Turmoil in the divided city of Mitrovica underscores the dilemma facing international peacekeepers and would-be civil administrators in Kosovo. If a self-governing, multiethnic entity remains the goal of intervention there, the means of reaching it have to be strengthened.

This requires, above all, developing the civilian structures that can move Kosovo toward stability. The United Nations Mission in Kosovo (UNMIK) was conceived for just this purpose, but its progress has been slow.

UNMIK's centerpiece was to be an international police corps that would establish civil order and train Kosovars to eventually take over the law-and-order duties. Plans called for 6,000 police under UNMIK. A mere 1,400 are in place. The Europeans, in particular, have to boost their participation. American help is critical, but the prime responsibility is Europe's. The same reasoning applies to enlarging the troop presence in Mitrovica, as requested by NATO's commander.

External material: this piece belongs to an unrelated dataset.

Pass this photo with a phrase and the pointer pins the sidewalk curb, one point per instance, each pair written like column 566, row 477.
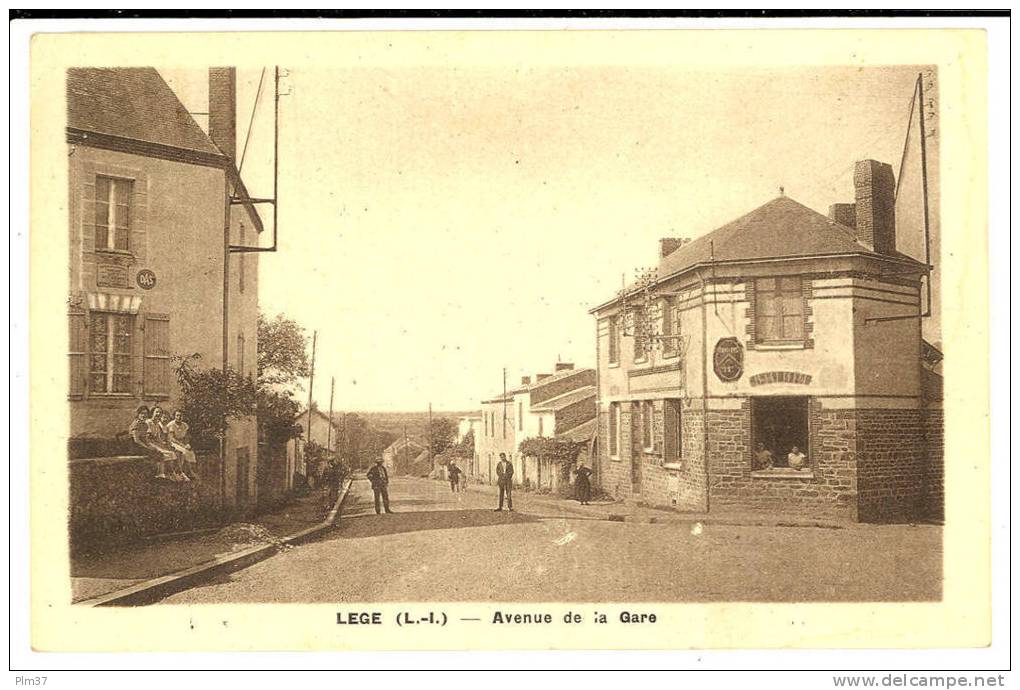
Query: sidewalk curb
column 158, row 588
column 681, row 519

It's not that aid is lacking. Some $456 million will be spent during UNMIK's first year, and more than 280 nongovernmental organizations are on the job in Kosovo as well. What seems to be lacking is the ability to mobilize Kosovars themselves to concentrate on building a new society.

That ability can't come through international help alone. Too many among the majority Albanians remain consumed by revenge. The minority Serbs are gripped by fear and clustered into enclaves. Their fears and nationalistic hopes are fed, as ever, by the leadership in Belgrade.

Kosovo is turning out to be just as thorny as anticipated. Pressure could mount to reject the multiethnic model and go for partition, with already divided Mitrovica as the starting point.

That would be a mistake. Resentments would build, fueling future conflict. The Western allies should stick to the original goal, beef up efforts to build a civil society, and recognize this will be a very long commitment.